On a longer term conceptual basis, a prioritised approach is much stronger, but the problem with which the Executive were faced yesterday was of a small amount of money and a rapid response. Based on their discussions yesterday, the Executive concluded that the best way to deal with the matter was for each Department to contribute a relatively small percentage of its existing budget to allow the Executive to move forward, and particularly to allow the Minister of Health, Social Services and Public Safety to move forward, with the certainty that the funding is in place to underpin that important health service.
Following on from that point on financial management, where did the money for the Bombardier CSeries project come from? The Minister’s statement reads:
“Prior to this, the Executive had intended to use this funding to offset the additional efficiency reduction of £122·8 million, which will apply next year.”
There are already difficulties in trying to achieve those efficiencies. The Minister and the Departments are saying that efficiency savings are not affecting front line services. However, we are hearing something different time and again from constituents and MLAs. What robust systems are in place to ensure that this will not add even more difficulty to Departments’ ability to find those efficiency savings and that this will not affect front line services?
To be clear, the efficiency targets with Departments at the moment are the 3% cumulative position targets. That is separate from the figure of £122·8 million, which was an additional efficiency for next year that was imposed on the Executive. To avoid the Executive having to go back one and a half years through a three-year spending period, and individual Ministers having to further embed efficiencies, the approach was to try to offset the sums received against the additional efficiency. That left the net problem of £7 million, which could be managed through a monitoring process.

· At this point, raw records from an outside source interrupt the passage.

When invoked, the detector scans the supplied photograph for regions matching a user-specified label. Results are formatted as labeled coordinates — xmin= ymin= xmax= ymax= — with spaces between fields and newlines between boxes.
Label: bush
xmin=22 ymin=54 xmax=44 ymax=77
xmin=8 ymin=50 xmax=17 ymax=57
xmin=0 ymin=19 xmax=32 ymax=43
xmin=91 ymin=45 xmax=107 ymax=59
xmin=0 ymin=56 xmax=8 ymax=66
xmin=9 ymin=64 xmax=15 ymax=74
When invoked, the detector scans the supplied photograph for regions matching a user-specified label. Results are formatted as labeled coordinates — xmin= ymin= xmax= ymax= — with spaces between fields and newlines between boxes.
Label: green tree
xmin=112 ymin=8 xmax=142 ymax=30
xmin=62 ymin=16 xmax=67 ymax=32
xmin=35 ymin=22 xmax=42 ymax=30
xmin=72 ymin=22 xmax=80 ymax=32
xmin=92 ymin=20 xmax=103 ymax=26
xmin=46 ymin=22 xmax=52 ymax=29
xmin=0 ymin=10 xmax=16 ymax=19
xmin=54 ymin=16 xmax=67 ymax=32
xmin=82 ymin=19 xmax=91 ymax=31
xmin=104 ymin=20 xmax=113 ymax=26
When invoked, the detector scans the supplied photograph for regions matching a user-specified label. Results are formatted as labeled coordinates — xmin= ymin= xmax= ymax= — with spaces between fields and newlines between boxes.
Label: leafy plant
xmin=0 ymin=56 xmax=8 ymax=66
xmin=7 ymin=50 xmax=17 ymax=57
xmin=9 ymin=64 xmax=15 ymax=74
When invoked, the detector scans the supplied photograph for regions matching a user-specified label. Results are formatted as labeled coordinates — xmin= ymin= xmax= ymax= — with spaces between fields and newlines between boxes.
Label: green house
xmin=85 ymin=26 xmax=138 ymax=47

The figure of £7 million is now £32 million, because £25 million of that sum has been used. That will not impact materially on any individual Department, because the figure of £32 million at block level is measured against a figure of £8 billion. I do not think that that will create an enhancement to the problem you articulated about delivering existing efficiencies.
As regards the robust systems that we have in place, the Executive agreed the efficiencies for each Department. Adjustments were made to the departmental positions, and Departments were asked to publish efficiency delivery plans, which set out, in considerable detail, how they planned to deliver those efficiencies. They are subject to views from the public. Each Department also probably had a session with its relative Committee. The Executive were clear that this is a responsibility at ministerial level, rather than one that the DFP is going to police.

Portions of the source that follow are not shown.